The honest limit: sphericity and the order effect. The repeated-measures assumption that matters here is sphericity — the variance of the difference scores must be equal across all pairs of tasks. With only two tasks (one subtraction), sphericity is automatically satisfied, so the two-task design is clean. But the order matters: if every learner does the suspected-empty task first and the known-valuable task second, a fatigue or contrast effect could masquerade as a task effect. The standard fix is counterbalancing — half the class does the tasks in each order — and the order effect is then separable from the task effect. The free-choice paradigm's original design (Deci 1971) compared conditions between groups, not tasks within subjects, so the order-effect question is new to the inverted design and must be handled by counterbalancing (read 2026-06-19 — Wikipedia: Repeated measures design — sphericity assumption (read 2026-06-19); Deci, Effects of externally mediated rewards on intrinsic motivation, Journal of Personality and Social Psychology 1971).

The honest state. The class-level inverted diagnostic — each learner does both tasks, the average gap difference is computed — preserves the within-learner control because the control lives in the per-learner subtraction, not in the averaging. What is surrendered is the single-learner diagnostic: the class average tells you about the task for the class, not about any individual learner. For a teacher deciding whether a task has value worth assigning again, the class-level answer is the right one and the noise that defeated the single-learner measure averages out. The informational reveal and the four-cell competence-signal control scale the same way. The one new design requirement is counterbalancing the task order, which the original free-choice paradigm never needed because it compared conditions, not tasks. The two-task within-subject design is the smallest, cheapest version that turns the free-choice paradigm from a person-measure into a task-diagnostic, and it is buildable from parts that have existed for fifty years.

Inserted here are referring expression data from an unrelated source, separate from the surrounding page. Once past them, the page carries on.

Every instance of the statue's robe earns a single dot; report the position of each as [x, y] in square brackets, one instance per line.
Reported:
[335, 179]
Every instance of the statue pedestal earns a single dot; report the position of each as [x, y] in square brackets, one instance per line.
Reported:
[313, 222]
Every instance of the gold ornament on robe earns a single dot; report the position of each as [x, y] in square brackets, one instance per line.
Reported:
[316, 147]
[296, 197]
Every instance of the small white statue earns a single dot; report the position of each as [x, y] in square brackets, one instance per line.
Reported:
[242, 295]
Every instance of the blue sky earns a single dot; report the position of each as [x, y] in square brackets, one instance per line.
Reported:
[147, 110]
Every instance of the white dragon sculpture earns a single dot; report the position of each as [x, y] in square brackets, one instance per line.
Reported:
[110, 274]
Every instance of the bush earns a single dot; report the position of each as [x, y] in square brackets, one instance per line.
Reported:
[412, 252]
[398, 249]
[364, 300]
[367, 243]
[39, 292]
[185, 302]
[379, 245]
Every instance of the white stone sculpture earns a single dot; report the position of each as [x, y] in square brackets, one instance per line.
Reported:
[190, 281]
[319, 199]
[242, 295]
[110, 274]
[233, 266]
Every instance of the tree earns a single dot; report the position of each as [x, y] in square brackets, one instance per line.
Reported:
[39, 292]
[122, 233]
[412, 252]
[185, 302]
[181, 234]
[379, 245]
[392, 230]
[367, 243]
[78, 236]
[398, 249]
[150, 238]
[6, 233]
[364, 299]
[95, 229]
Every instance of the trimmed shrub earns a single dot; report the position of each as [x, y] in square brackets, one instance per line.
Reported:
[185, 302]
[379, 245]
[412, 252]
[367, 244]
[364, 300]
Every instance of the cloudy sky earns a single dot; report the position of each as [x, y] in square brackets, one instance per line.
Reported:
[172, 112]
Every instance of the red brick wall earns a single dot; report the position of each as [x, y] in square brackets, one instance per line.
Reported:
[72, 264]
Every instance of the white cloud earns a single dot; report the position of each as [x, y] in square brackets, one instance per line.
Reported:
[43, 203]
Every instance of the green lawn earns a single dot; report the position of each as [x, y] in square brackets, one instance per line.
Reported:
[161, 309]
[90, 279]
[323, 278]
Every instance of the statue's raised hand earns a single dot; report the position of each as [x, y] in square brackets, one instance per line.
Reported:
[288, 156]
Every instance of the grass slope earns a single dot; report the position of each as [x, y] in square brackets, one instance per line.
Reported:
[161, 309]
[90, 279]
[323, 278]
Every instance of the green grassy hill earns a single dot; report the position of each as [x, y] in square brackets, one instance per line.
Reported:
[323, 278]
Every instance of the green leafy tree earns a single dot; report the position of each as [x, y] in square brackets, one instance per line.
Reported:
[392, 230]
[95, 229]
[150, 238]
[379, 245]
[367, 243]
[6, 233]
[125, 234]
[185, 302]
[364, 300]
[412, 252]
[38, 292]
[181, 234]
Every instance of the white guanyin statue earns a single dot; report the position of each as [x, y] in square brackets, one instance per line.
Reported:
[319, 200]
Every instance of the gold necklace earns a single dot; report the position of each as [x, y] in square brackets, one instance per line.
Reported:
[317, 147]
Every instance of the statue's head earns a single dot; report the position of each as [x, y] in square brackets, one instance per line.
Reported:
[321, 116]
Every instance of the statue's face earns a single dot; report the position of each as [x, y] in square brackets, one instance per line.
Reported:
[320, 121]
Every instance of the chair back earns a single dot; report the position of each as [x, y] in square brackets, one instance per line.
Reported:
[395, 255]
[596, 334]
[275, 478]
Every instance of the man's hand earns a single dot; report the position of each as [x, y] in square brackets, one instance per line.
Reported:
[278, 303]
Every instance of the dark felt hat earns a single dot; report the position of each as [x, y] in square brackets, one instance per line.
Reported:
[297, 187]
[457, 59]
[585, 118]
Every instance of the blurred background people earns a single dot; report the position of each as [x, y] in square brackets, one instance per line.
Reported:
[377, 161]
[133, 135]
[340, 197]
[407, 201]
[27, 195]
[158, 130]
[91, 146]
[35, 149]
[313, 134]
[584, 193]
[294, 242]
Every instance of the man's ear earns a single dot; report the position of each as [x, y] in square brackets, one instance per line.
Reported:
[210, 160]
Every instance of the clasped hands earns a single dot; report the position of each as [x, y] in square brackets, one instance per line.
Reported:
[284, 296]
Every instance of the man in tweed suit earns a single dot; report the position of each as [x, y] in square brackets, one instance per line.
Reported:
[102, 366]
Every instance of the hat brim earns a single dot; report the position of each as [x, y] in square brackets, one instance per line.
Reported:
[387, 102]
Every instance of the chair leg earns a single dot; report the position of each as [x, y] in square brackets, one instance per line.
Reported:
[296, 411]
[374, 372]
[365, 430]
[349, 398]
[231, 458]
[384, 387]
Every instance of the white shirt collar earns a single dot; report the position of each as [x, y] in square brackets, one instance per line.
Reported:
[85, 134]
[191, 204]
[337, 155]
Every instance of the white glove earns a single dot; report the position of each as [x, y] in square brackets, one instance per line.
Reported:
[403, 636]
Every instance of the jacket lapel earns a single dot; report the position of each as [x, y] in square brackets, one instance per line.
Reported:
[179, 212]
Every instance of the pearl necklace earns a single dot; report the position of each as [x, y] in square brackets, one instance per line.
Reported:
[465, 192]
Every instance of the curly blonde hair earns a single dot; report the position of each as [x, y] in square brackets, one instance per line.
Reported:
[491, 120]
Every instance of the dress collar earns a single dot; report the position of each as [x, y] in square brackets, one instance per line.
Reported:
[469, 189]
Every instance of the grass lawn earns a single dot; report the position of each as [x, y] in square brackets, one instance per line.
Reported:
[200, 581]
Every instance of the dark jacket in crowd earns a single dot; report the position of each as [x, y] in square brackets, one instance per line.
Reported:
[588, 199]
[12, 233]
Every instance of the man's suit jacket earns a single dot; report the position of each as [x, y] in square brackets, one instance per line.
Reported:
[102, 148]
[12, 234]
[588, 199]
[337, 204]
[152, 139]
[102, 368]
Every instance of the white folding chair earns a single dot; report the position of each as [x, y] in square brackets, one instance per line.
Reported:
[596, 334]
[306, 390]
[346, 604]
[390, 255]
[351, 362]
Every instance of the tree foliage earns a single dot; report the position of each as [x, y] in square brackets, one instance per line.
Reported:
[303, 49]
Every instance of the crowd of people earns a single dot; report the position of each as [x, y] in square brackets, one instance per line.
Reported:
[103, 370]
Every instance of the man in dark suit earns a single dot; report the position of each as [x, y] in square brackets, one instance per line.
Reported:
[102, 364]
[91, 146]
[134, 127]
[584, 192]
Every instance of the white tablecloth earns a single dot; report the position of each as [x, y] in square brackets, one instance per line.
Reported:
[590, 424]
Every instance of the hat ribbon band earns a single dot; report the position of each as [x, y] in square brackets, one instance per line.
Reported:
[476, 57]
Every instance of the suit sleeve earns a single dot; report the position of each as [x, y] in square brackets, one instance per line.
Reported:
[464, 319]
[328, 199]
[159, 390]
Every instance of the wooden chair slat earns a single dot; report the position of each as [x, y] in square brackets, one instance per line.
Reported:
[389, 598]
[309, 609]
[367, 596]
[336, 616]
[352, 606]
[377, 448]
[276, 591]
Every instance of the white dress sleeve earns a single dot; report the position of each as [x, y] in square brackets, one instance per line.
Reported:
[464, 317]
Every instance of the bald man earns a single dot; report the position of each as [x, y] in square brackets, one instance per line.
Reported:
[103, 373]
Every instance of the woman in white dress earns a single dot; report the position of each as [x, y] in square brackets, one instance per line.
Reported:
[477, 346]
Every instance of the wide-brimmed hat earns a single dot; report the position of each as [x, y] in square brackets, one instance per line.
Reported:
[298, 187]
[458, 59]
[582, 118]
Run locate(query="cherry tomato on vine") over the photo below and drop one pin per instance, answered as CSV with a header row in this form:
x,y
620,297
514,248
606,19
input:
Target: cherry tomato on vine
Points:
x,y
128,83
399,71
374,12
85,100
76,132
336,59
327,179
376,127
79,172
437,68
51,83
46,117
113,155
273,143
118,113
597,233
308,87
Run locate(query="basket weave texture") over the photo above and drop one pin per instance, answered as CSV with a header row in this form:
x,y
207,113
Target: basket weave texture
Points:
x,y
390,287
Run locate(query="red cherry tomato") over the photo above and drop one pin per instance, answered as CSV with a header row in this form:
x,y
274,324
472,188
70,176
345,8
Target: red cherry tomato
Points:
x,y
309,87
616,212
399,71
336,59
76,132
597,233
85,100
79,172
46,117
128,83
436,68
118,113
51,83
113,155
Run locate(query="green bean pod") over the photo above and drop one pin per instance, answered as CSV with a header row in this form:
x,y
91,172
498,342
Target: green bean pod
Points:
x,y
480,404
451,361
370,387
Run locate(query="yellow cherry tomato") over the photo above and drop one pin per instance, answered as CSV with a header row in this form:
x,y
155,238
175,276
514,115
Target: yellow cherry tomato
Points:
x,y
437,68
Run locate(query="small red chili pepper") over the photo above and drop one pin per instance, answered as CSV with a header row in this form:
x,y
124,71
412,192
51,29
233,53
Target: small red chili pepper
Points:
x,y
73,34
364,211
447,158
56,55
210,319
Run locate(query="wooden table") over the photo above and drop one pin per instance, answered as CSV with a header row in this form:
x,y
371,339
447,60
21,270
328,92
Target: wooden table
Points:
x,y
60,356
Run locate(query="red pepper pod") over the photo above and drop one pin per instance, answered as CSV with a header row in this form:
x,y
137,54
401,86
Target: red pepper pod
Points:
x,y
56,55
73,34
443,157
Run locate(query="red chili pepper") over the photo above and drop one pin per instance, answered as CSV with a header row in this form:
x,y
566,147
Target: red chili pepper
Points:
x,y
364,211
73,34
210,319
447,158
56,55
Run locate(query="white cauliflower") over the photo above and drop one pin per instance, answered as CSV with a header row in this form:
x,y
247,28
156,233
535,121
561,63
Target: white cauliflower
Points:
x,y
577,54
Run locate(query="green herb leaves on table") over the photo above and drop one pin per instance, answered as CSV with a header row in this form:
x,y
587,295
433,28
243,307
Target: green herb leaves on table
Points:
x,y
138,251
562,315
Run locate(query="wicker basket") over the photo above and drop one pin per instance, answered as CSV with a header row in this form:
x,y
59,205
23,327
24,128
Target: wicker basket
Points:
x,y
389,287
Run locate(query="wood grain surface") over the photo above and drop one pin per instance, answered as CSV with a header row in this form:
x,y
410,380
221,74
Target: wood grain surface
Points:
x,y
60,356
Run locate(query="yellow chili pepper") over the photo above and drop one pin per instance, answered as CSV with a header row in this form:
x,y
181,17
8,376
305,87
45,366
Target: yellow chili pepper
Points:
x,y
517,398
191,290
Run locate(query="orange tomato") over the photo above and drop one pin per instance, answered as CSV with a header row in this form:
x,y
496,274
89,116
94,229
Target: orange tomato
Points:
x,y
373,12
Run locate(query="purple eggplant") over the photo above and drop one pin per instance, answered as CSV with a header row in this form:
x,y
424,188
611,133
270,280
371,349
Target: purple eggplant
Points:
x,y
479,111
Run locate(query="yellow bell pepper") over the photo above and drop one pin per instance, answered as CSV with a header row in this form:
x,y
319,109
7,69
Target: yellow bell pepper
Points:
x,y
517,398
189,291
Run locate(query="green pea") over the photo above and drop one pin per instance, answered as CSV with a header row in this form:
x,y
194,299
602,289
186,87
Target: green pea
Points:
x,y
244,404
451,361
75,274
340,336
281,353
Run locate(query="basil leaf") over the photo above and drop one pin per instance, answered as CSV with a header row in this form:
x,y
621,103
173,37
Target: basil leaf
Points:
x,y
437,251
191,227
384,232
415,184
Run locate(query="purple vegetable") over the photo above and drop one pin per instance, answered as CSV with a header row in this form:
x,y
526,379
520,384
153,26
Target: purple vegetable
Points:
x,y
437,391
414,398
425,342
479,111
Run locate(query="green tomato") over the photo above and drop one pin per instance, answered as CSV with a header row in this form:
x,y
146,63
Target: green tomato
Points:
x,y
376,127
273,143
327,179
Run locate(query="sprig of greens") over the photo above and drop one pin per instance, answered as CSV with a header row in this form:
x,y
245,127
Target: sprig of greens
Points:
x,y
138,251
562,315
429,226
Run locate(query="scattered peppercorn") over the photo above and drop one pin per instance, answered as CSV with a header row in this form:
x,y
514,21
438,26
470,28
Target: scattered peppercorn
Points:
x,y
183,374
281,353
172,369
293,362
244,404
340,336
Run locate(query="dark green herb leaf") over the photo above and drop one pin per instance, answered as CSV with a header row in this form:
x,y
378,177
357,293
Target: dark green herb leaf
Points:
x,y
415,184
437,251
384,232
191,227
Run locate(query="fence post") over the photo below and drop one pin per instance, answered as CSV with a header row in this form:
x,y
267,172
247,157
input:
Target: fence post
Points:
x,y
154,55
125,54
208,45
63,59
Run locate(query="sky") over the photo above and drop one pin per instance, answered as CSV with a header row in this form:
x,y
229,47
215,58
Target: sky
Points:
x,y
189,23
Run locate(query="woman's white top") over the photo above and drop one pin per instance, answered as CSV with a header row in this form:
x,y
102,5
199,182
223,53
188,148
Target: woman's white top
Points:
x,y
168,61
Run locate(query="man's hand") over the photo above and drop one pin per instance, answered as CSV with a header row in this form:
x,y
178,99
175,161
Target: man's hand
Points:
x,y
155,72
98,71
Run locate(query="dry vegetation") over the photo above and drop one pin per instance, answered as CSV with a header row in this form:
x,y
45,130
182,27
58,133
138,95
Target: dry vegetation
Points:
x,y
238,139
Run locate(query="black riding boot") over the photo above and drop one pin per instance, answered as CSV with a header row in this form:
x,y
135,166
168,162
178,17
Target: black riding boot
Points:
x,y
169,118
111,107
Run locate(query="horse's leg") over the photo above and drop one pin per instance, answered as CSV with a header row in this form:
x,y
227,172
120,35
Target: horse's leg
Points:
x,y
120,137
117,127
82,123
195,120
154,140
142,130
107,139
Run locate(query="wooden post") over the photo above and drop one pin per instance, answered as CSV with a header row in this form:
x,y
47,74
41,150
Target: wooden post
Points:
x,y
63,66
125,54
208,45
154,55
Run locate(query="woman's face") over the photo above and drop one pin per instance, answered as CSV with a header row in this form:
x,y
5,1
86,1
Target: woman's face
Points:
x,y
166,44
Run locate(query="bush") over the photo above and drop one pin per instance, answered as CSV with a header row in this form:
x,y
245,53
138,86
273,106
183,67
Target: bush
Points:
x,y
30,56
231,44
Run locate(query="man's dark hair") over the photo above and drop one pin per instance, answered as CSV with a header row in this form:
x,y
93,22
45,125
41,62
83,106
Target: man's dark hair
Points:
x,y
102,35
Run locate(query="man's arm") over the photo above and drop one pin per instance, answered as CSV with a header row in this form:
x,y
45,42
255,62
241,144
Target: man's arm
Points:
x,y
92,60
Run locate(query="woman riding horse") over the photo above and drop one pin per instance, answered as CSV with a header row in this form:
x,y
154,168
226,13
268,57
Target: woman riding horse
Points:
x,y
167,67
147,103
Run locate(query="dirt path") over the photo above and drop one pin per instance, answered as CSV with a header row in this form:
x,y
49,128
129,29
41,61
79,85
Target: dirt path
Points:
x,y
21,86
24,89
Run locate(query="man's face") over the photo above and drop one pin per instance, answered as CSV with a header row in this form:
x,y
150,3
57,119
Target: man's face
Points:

uncertain: whether the class-level gap difference is practically meaningful (large enough to justify the design) or whether the free-choice measure's noise is so high that even with averaging, the effect size is too small to reach significance with a realistic class size. The original paradigm's effect sizes were moderate; the within-subject design boosts power, but the free-choice measure (time on task when no one is watching) is notoriously noisy, and a class of 20–30 may not be enough.